Synergistic Effects of BaTiO3/Multiwall Carbon Nanotube as Fillers on the Electrical Performance of Triboelectric Nanogenerator Based on Polydimethylsiloxane Composite Films

Abstract

Herein, polydimethylsiloxane (PDMS) composite films containing BaTiO3 particles with an average size of 70 and 500 nm are prepared and characterized, respectively. Then, triboelectric nanogenerators (TENG) based on the composite films are designed at different BaTiO3 sizes and mass ratios. In addition, multiwall carbon nanotubes (MWCNTs) are also used for uniform dispersion of BaTiO3 particles in composite films for the TENG device. With the synergistic effects of BaTiO3/MWCNT fillers, discrete conductive micronetworks surrounded by BaTiO3 particles form, and then, the effective filler–matrix interface effect in the three‐phase composite is enhanced, leading to superior triboelectric output performance, supported by much higher dielectric permittivity and COMSOL simulation. Moreover, the triboelectric output performance of TENG changes with different‐sized BaTiO3 particles.

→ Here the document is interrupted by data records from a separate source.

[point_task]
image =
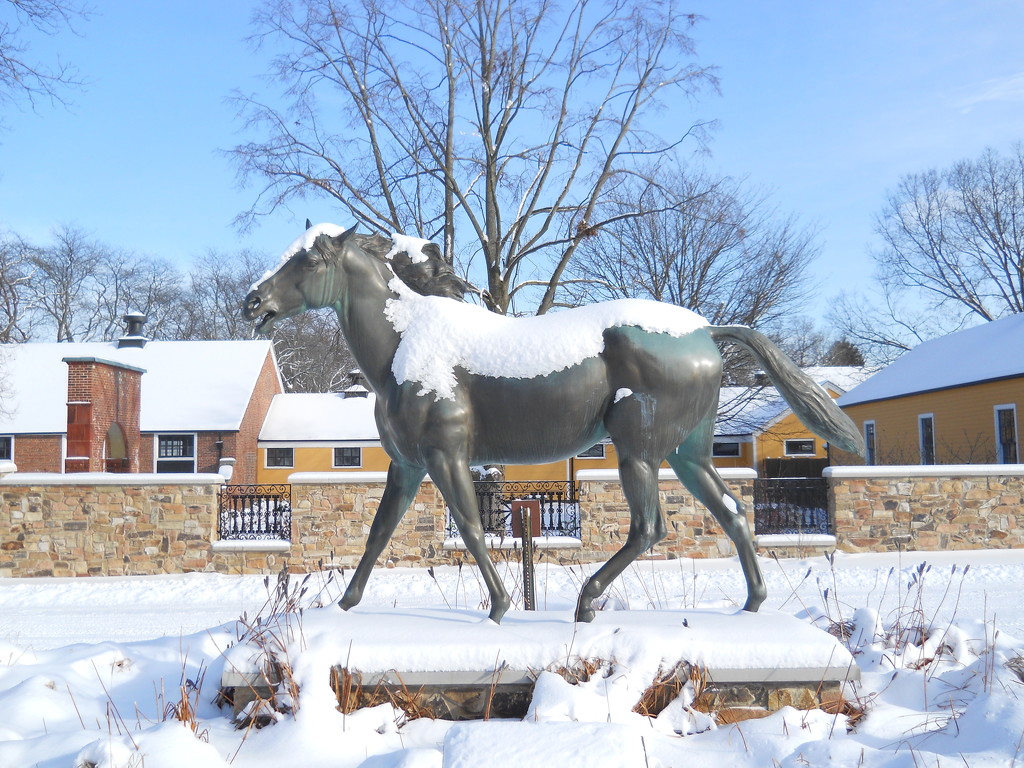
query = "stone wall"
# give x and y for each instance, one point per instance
(928, 508)
(99, 524)
(104, 524)
(692, 529)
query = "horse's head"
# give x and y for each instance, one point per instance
(302, 281)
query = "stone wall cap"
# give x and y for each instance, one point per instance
(335, 478)
(796, 540)
(251, 545)
(611, 475)
(929, 470)
(110, 478)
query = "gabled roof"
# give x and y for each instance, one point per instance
(320, 418)
(750, 411)
(993, 350)
(187, 385)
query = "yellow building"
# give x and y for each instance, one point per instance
(949, 400)
(755, 428)
(337, 433)
(333, 432)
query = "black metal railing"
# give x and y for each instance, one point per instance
(555, 501)
(255, 512)
(798, 505)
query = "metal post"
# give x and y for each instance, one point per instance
(528, 583)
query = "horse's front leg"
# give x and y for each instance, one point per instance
(402, 482)
(639, 480)
(456, 483)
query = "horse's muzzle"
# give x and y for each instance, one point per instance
(250, 308)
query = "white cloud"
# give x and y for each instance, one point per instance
(1009, 88)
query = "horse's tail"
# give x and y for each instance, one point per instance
(809, 401)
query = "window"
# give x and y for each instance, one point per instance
(1006, 434)
(869, 442)
(725, 450)
(348, 457)
(280, 458)
(800, 448)
(176, 453)
(926, 431)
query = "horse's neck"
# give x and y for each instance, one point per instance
(370, 334)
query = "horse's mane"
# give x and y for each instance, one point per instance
(427, 273)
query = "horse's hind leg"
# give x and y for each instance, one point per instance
(639, 480)
(694, 469)
(402, 482)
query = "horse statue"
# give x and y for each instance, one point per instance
(460, 386)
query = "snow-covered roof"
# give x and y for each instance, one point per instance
(187, 385)
(320, 418)
(750, 410)
(993, 350)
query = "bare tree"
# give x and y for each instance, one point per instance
(704, 243)
(211, 306)
(66, 284)
(312, 353)
(508, 120)
(128, 283)
(15, 275)
(19, 76)
(953, 255)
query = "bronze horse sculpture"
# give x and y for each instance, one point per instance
(459, 386)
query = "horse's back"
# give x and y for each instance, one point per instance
(676, 380)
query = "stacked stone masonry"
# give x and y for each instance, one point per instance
(160, 524)
(918, 511)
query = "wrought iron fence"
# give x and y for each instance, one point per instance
(555, 501)
(797, 505)
(255, 512)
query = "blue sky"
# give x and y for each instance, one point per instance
(823, 104)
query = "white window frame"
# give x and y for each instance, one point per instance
(266, 457)
(870, 445)
(156, 451)
(921, 438)
(999, 459)
(803, 454)
(334, 458)
(716, 455)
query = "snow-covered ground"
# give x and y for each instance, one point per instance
(93, 671)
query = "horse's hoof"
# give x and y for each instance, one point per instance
(498, 608)
(585, 614)
(753, 603)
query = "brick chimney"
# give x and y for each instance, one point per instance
(103, 404)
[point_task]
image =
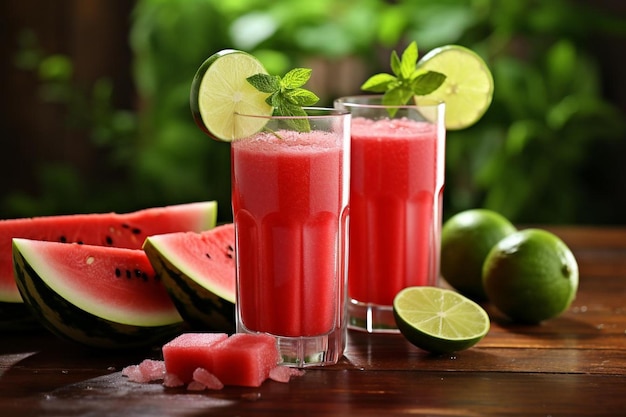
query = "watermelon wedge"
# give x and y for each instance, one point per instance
(94, 295)
(198, 271)
(127, 230)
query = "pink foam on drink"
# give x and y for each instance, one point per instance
(245, 359)
(189, 351)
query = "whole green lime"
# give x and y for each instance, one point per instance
(531, 276)
(466, 239)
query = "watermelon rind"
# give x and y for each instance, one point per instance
(127, 230)
(64, 318)
(203, 304)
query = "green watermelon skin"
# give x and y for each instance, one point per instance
(64, 318)
(128, 230)
(198, 271)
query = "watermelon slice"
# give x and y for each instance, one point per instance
(95, 295)
(198, 270)
(106, 229)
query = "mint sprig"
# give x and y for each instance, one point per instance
(406, 81)
(286, 94)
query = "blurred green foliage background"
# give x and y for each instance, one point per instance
(549, 150)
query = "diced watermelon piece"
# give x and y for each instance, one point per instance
(245, 359)
(207, 379)
(189, 351)
(171, 381)
(196, 386)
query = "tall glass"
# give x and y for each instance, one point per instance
(290, 194)
(397, 180)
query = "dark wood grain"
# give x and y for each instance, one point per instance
(574, 365)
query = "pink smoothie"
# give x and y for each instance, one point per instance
(288, 212)
(395, 206)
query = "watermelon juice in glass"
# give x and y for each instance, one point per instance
(397, 180)
(290, 194)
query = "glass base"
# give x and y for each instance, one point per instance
(305, 351)
(371, 318)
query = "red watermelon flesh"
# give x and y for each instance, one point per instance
(190, 351)
(241, 359)
(198, 270)
(127, 230)
(245, 359)
(116, 284)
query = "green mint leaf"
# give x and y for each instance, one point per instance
(407, 81)
(396, 97)
(427, 82)
(264, 83)
(287, 109)
(409, 61)
(286, 95)
(396, 65)
(379, 83)
(301, 97)
(295, 78)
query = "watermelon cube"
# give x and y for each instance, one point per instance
(245, 359)
(189, 351)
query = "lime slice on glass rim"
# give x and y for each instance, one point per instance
(468, 88)
(219, 90)
(439, 320)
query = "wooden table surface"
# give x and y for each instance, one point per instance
(574, 365)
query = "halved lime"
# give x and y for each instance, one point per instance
(439, 320)
(468, 88)
(220, 90)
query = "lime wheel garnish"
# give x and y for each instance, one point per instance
(220, 90)
(468, 87)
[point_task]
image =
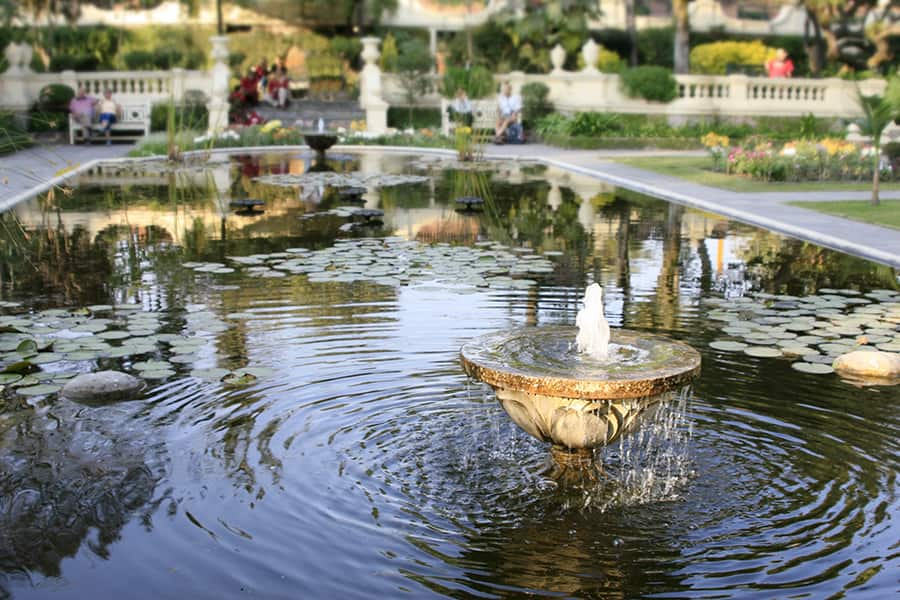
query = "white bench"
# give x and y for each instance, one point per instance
(485, 113)
(133, 124)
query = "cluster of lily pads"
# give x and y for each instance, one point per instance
(40, 351)
(811, 330)
(397, 261)
(332, 179)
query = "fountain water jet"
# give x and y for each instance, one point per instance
(579, 389)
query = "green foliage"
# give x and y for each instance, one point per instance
(185, 116)
(609, 62)
(651, 83)
(413, 65)
(55, 97)
(477, 82)
(12, 136)
(389, 54)
(655, 46)
(535, 104)
(715, 57)
(422, 117)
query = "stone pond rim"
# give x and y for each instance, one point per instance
(673, 365)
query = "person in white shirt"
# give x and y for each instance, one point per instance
(510, 106)
(109, 113)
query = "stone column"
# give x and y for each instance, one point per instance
(14, 82)
(178, 84)
(370, 88)
(590, 52)
(218, 103)
(557, 59)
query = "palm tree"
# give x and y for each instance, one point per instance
(682, 35)
(878, 113)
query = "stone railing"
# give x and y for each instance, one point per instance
(20, 86)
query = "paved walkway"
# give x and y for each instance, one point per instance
(769, 210)
(37, 169)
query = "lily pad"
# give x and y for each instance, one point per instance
(727, 346)
(762, 352)
(39, 390)
(814, 368)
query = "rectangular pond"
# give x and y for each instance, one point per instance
(306, 430)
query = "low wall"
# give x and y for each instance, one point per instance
(699, 96)
(20, 89)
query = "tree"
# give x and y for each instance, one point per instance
(413, 66)
(682, 36)
(856, 33)
(878, 113)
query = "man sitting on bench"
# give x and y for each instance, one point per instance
(509, 129)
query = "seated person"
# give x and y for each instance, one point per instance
(109, 113)
(279, 89)
(460, 110)
(248, 94)
(508, 126)
(82, 108)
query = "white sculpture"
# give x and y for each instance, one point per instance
(593, 329)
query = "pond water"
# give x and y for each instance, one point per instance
(353, 459)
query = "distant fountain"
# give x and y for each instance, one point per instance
(579, 389)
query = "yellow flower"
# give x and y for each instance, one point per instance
(714, 140)
(270, 126)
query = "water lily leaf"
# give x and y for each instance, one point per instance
(21, 367)
(157, 373)
(763, 352)
(727, 346)
(39, 390)
(814, 368)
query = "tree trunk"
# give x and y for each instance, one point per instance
(815, 44)
(682, 36)
(876, 175)
(631, 28)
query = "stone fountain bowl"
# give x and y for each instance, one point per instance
(571, 400)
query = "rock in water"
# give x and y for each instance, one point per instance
(102, 386)
(884, 365)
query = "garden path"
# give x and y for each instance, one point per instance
(769, 210)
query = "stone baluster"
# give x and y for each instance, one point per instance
(557, 59)
(590, 52)
(16, 94)
(220, 75)
(370, 98)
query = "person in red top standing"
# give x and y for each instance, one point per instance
(279, 89)
(781, 65)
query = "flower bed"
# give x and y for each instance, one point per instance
(828, 159)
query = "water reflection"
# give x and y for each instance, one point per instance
(367, 465)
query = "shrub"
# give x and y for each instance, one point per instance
(535, 104)
(389, 54)
(477, 82)
(138, 60)
(593, 124)
(55, 98)
(187, 117)
(714, 58)
(73, 62)
(651, 83)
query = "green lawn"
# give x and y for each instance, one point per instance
(698, 169)
(887, 213)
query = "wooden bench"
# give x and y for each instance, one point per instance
(133, 124)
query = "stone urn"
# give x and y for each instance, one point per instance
(590, 52)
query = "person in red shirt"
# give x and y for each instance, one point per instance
(279, 89)
(781, 65)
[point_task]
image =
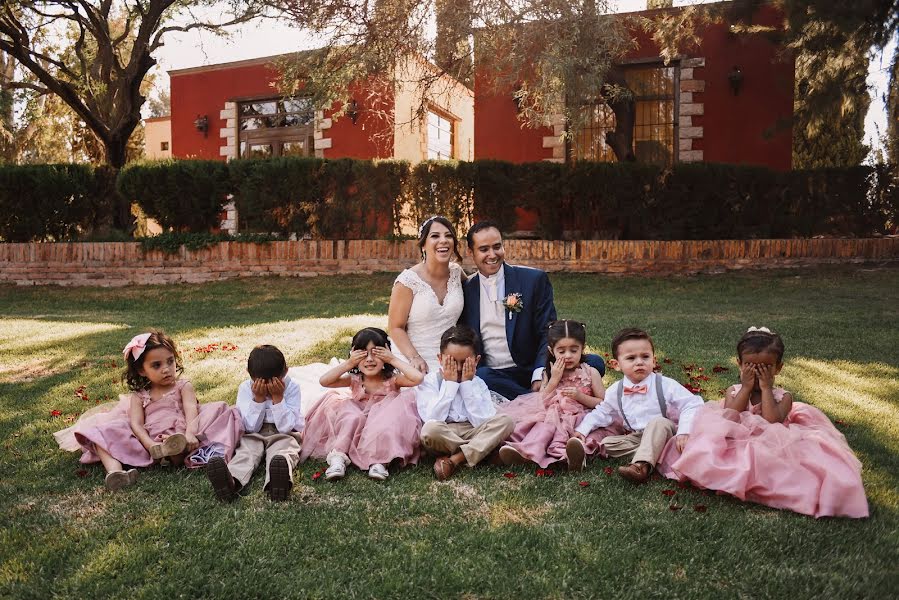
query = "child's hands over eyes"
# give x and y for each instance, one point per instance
(747, 375)
(450, 368)
(276, 389)
(468, 369)
(260, 390)
(557, 370)
(765, 373)
(383, 354)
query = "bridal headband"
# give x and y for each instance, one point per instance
(760, 330)
(427, 222)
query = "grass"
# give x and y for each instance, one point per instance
(478, 535)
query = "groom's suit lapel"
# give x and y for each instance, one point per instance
(512, 287)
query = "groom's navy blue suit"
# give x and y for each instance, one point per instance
(525, 330)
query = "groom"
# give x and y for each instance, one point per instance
(510, 307)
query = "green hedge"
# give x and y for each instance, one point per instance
(357, 199)
(185, 195)
(50, 202)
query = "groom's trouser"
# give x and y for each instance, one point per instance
(515, 381)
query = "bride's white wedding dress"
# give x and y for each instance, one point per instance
(428, 318)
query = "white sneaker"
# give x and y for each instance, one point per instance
(337, 462)
(378, 471)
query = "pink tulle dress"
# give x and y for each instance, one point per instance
(803, 464)
(544, 425)
(369, 428)
(218, 423)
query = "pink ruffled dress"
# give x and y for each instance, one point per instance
(218, 423)
(544, 425)
(803, 464)
(369, 428)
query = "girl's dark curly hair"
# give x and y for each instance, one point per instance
(158, 339)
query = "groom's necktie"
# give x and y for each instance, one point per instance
(490, 286)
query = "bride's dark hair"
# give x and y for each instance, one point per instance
(425, 230)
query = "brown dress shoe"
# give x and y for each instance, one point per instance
(635, 472)
(444, 468)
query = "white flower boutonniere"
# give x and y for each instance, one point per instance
(513, 303)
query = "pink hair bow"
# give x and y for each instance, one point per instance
(136, 346)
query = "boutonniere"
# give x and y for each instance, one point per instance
(513, 303)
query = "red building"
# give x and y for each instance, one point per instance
(729, 100)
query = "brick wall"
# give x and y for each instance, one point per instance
(125, 263)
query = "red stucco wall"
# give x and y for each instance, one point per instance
(205, 91)
(751, 127)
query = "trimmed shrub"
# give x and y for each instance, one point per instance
(49, 202)
(184, 195)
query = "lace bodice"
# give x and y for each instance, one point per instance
(428, 319)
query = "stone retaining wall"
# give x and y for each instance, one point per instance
(125, 263)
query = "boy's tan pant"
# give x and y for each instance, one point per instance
(648, 443)
(474, 442)
(267, 442)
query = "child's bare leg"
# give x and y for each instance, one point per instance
(109, 463)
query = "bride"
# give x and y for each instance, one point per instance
(427, 298)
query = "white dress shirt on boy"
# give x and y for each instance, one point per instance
(453, 402)
(285, 415)
(641, 408)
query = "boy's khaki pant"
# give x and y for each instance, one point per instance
(474, 442)
(648, 443)
(267, 442)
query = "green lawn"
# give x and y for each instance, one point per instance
(480, 534)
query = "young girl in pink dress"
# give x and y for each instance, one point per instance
(373, 425)
(159, 421)
(545, 421)
(761, 446)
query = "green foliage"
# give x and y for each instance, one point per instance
(171, 242)
(185, 195)
(49, 202)
(344, 198)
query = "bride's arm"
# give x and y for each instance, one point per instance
(397, 318)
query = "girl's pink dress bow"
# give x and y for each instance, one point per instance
(136, 346)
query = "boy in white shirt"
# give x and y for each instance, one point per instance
(654, 408)
(269, 403)
(460, 420)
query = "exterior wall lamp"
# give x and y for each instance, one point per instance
(202, 124)
(352, 110)
(735, 78)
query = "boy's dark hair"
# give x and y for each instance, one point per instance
(158, 339)
(480, 226)
(266, 362)
(371, 335)
(561, 329)
(630, 333)
(425, 230)
(461, 335)
(761, 341)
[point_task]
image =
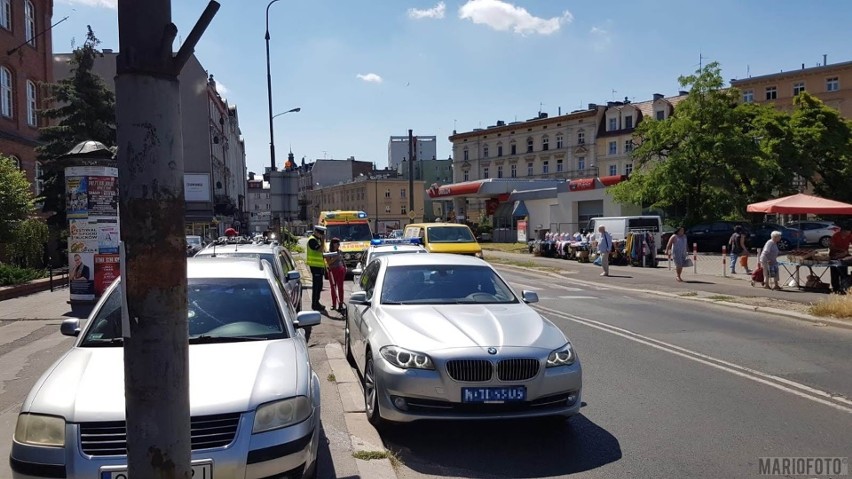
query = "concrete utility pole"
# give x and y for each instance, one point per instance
(151, 202)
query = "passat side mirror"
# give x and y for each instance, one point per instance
(305, 319)
(70, 327)
(530, 296)
(359, 297)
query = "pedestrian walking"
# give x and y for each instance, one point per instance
(769, 260)
(603, 244)
(336, 273)
(736, 247)
(678, 251)
(316, 245)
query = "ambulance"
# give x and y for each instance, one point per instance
(353, 230)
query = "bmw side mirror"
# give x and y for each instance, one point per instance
(70, 327)
(359, 297)
(530, 296)
(305, 319)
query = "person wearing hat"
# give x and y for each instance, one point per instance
(316, 262)
(839, 251)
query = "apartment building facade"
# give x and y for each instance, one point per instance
(25, 69)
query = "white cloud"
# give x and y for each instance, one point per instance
(504, 16)
(370, 77)
(113, 4)
(435, 12)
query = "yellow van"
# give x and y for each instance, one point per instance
(445, 238)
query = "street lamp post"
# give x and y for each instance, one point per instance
(269, 91)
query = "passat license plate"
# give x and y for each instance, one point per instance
(199, 471)
(501, 394)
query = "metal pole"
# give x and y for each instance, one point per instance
(151, 199)
(269, 92)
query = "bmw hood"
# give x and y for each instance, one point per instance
(435, 327)
(87, 384)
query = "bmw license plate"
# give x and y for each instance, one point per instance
(502, 394)
(202, 470)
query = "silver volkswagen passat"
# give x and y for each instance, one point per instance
(254, 397)
(442, 336)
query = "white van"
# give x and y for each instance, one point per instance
(619, 226)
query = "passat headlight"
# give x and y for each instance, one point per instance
(278, 414)
(405, 359)
(39, 430)
(563, 356)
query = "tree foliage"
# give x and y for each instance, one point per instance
(84, 109)
(16, 198)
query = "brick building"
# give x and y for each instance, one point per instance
(25, 67)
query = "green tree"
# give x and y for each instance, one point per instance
(705, 161)
(821, 147)
(84, 109)
(16, 198)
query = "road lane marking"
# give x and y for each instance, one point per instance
(792, 387)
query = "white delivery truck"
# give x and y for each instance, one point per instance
(619, 226)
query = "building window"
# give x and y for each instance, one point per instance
(32, 119)
(6, 92)
(832, 84)
(6, 14)
(29, 22)
(39, 181)
(771, 93)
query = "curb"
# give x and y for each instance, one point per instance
(362, 434)
(764, 309)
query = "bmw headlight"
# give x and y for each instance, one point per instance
(278, 414)
(39, 430)
(405, 359)
(563, 356)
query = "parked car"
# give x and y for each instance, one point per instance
(816, 232)
(711, 236)
(254, 402)
(790, 237)
(442, 336)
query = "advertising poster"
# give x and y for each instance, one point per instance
(108, 236)
(107, 270)
(102, 196)
(76, 196)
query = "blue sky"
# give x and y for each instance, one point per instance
(364, 70)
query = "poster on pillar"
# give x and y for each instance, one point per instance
(93, 230)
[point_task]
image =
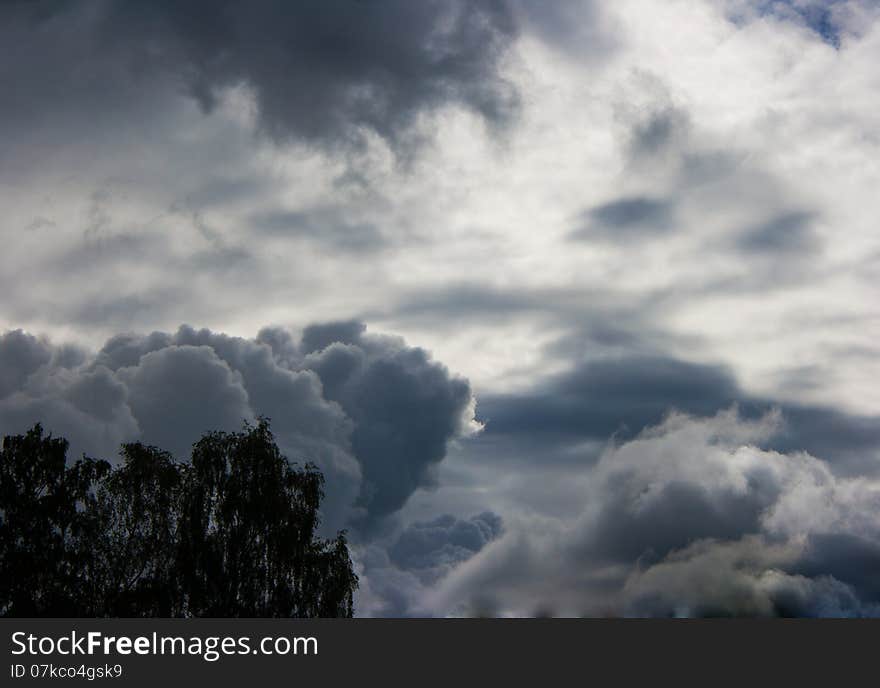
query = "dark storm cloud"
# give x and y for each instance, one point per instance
(322, 72)
(788, 233)
(433, 547)
(820, 16)
(373, 413)
(20, 355)
(626, 218)
(404, 406)
(693, 518)
(325, 227)
(600, 398)
(659, 130)
(621, 395)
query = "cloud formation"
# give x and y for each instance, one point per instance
(692, 518)
(323, 73)
(373, 413)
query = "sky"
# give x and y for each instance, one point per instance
(575, 304)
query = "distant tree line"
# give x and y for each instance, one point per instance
(231, 533)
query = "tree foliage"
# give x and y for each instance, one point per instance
(231, 533)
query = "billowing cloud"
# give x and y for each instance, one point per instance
(325, 73)
(167, 389)
(692, 518)
(434, 547)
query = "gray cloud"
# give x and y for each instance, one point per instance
(373, 413)
(324, 227)
(626, 218)
(620, 395)
(324, 73)
(435, 547)
(786, 233)
(691, 518)
(405, 409)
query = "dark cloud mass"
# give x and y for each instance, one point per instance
(322, 72)
(443, 542)
(621, 395)
(373, 413)
(626, 218)
(693, 517)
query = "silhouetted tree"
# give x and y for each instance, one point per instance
(231, 533)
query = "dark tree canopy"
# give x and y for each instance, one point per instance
(231, 533)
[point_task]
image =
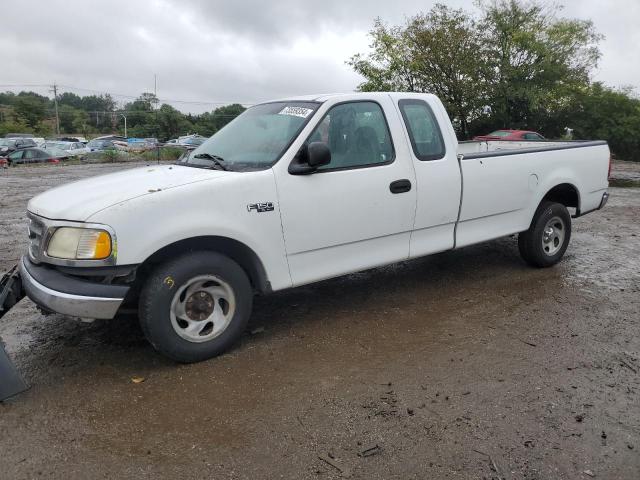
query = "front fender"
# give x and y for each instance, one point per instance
(146, 224)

As to BT‐70‐MWCNT/PDMS composites, with the same mass ratio of BT, the peak output current is always higher than that of BT‐500‐MWCNT/PDMS. Furthermore, the optimum BT mass ratio of BT‐70‐MWCNT/PDMS composites is also higher than that of BT‐500. With BaTiO3 of size 70 nm, the maximum surface charge density is about 160 μC m−2 under an optimized mass ratio, whereas it is about 110 μC m−2 for BaTiO3 of size 500 nm.